The way I understand the law (and I'm NO lawyer), a privately owned public place, like a bar, McDonald's, ski resort, etc, is that you can take pictures to your heart's content, as there is no expectation of privacy, but the owner can ask you to leave, and if you don't, then you're trespassing.  

Of course, I could be 100% off on this.


----------



## DennyCrane (Oct 2, 2011)

Hickeydog said:


> fwellers said:
> 
> 
> > I understand about being able to take pics of anything in public. Where I get confused is what constitutes public.
> ...


This is essentially correct, but if there's a posted sign prohibiting photography on private property w/o permission, you must comply. Like at a concert hall where some big act is playing or something. However, in my case, where it was public property and a public place, take all the pictures you want of whatever you want. Again, there are limits of things where there ARE expectations of privacy... someone keying in their PIN at an ATM, looking up someone's dress, using a long zoom to photograph inside a private residence. It's all very common sense. Don't photograph something you shouldn't look at anyway, photograph in a public place, and you'll be fine.


----------



## Redbaron (Oct 5, 2011)

Obviously common sense should prevail - if someone was taking inappropriate photos of someone, or photos of my son and I deemed it inappropriate I'd certainly be having words. Anything else is fair game IMO.

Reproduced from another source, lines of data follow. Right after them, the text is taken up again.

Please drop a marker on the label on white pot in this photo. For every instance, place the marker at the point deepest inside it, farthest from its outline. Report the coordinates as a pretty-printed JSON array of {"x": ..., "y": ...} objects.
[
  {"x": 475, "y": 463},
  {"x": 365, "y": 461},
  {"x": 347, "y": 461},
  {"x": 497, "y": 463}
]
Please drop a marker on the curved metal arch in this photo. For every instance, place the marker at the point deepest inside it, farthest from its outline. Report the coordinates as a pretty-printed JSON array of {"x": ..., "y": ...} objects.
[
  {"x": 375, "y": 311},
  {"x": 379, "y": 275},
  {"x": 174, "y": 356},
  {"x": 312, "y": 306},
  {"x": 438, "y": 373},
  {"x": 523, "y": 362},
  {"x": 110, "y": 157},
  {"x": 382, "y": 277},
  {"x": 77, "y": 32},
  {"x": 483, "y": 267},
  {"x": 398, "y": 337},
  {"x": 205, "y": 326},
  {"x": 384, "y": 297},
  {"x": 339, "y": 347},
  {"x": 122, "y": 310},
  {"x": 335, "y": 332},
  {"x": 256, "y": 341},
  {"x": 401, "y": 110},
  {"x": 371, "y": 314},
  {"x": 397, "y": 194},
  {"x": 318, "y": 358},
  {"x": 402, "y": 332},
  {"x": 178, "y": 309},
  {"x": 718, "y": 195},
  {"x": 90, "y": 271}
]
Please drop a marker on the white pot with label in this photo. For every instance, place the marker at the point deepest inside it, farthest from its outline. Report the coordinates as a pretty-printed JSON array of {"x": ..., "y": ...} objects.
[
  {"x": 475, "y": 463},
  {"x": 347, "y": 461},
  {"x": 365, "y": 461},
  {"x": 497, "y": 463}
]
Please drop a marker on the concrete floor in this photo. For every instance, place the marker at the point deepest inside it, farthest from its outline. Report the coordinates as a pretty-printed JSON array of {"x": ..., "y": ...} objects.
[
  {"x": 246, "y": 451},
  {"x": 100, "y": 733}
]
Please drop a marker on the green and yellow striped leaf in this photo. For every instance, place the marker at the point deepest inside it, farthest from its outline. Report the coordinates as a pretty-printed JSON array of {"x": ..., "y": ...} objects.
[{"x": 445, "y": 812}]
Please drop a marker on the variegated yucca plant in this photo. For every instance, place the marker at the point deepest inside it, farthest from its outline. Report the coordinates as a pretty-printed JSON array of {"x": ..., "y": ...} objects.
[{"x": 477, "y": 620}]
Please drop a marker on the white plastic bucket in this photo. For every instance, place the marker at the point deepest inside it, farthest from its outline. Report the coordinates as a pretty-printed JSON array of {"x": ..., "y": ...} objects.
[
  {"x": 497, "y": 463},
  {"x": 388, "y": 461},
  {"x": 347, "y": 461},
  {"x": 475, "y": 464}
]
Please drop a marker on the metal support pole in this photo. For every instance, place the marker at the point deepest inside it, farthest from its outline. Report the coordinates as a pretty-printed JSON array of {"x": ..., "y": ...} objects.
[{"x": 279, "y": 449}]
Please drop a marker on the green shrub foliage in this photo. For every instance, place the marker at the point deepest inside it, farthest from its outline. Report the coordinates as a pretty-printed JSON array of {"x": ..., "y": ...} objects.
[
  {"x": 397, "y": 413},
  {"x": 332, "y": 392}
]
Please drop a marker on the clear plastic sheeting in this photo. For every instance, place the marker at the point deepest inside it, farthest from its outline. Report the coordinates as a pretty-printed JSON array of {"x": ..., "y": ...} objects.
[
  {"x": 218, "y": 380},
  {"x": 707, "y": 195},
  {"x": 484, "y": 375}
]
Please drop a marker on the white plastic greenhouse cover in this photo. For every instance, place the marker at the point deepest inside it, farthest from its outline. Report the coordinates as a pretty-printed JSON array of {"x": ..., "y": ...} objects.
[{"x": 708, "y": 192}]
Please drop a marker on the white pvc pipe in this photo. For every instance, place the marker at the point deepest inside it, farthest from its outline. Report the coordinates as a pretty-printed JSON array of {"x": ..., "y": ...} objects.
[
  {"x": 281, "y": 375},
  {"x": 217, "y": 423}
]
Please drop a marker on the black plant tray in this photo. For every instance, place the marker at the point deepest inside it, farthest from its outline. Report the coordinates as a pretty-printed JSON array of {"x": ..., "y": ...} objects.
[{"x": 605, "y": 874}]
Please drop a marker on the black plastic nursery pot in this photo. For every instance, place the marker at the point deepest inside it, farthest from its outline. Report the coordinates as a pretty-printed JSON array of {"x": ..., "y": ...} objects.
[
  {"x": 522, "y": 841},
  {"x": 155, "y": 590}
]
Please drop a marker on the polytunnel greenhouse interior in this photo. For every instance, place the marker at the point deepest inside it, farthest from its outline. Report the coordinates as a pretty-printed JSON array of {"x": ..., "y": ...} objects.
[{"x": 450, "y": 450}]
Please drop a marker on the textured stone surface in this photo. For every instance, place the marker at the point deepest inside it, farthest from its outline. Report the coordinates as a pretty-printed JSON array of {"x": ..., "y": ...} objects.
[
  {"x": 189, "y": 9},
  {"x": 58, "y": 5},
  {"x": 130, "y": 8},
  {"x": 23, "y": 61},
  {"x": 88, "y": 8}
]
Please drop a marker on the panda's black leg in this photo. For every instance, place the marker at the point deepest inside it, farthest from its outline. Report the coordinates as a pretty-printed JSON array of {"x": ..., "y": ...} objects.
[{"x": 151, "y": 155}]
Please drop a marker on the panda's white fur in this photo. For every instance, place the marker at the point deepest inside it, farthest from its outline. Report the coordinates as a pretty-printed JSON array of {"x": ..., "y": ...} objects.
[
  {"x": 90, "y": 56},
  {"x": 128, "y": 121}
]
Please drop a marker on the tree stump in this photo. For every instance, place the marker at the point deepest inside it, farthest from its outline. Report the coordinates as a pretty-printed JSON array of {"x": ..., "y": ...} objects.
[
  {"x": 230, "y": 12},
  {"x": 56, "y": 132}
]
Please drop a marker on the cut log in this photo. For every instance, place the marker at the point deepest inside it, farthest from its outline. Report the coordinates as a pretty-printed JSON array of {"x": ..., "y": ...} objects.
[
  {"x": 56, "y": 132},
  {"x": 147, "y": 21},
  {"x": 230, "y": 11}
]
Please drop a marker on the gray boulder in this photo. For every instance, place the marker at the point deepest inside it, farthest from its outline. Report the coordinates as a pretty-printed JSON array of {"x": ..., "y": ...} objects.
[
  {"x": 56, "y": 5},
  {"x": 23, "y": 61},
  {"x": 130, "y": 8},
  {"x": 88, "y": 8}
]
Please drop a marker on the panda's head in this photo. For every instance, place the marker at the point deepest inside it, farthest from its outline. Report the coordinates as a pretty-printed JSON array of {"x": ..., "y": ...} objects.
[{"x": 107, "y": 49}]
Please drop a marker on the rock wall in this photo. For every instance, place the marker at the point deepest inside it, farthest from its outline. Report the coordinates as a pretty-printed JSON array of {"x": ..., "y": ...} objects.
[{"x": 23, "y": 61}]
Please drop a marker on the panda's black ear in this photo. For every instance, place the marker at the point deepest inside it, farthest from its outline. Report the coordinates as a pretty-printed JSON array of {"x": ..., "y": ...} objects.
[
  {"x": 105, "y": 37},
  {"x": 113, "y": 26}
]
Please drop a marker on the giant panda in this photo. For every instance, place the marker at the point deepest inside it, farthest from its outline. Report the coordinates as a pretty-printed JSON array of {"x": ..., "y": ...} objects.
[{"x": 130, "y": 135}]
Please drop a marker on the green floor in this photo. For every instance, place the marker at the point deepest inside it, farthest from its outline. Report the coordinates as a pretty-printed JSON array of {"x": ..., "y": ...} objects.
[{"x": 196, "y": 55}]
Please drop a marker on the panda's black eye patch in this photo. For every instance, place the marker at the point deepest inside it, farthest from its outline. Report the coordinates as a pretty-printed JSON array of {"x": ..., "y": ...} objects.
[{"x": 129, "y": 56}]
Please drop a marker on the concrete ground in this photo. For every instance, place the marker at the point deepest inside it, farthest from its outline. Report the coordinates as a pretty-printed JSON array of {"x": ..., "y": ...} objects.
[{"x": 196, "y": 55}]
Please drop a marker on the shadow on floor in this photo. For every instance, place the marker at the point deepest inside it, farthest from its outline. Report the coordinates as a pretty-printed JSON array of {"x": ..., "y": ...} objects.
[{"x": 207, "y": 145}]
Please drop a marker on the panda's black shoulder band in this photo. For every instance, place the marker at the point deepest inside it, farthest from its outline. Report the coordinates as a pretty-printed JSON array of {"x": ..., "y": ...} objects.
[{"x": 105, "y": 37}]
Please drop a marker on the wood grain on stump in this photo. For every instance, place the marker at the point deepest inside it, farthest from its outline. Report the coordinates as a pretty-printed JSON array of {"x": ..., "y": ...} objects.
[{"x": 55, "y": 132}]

Taking photos of military installations in former Soviet block countries is a bad idea as well...... trust me


----------



## SituationNormal (Oct 5, 2011)

DennyCrane said:


> Update- I got an email from the local manager of the security company. He wants to talk to me, so I'll give him a call on Monday.



So how did the conversation end up going? I'm curious as to the managers response.


----------



## photo guy (Oct 28, 2011)

That is kind of like one of my local restaurants. Burger King. Hosts car shows and wants customers and public to come and look and take photos but has a sign on each entry to the building saying no photography allowed. Double Standard in my opinion. Many, many people were at the last show taking photos and went in to eat so I think they should relax about it so they keep getting business.  Funny thing though, they have surveillance cameras inside watching everyone and everything but no warning signs of any kind on their entry doors notifing anyone about it which is law in my state stating it has to be posted.


----------



## SituationNormal (Oct 28, 2011)

Not necessarily a double standard. The signs on the doors are prohibiting photography from being taken from inside the building; not from the parking lot.


----------



## MLeeK (Oct 28, 2011)

Bukitimah said:


> I think those involved are not briefed or do not understand their security risks. The management simply deployed them without giving them clear directions. In such a case, their supervisor should come forward and explain why photographs are not allowed. I am sure if there are good reasons, I too will support the instructions.


Therein is the reason that there are "rules" for not photographing security personnel and their locations, etc. It's the heightened security and the very real threat of an attack like 9/11. It is illegal to photograph any of the bridges in NYC for that reason. Unfortunately as photographers we are going to see more and more of this security/police harassment and PROBABLY will see the laws actually change. The reason? How do you determine who is taking photos for a terrorist organization? 
The kicker there will be that the terrorists will be the ones taking photos with a spy camera. I am pretty confident that the terrorists aren't the ones standing out there with DSLR's and a bag of gear taking photos... they are walking through the gates legal as hell with a little point and shoot in their pocket which is allowed. 
So, it'll get harder and harder on us in order to give the US Public a "feeling" of being more secure from terrorism when in all actuality all they are doing is harassing the law abiding photographers. A criminal is going to be a little more sneaky than to stand out there with a big ol' DSLR to his eye and a bag of gear on his back the size of a toddler.


----------



## MLeeK (Oct 28, 2011)

DennyCrane said:


> Hickeydog said:
> 
> 
> > fwellers said:
> ...



It BECOMES private property when it is leased to the Bills. Kind of like if you rent from the public housing authority. That's publicly owned property. It is leased for all intents and purposes by the renter who then makes it private property. 


On the flip side... I will be shooting at Ralph Wilson on the field on 11/3 for one of the high school championship games. Press pass and all.


----------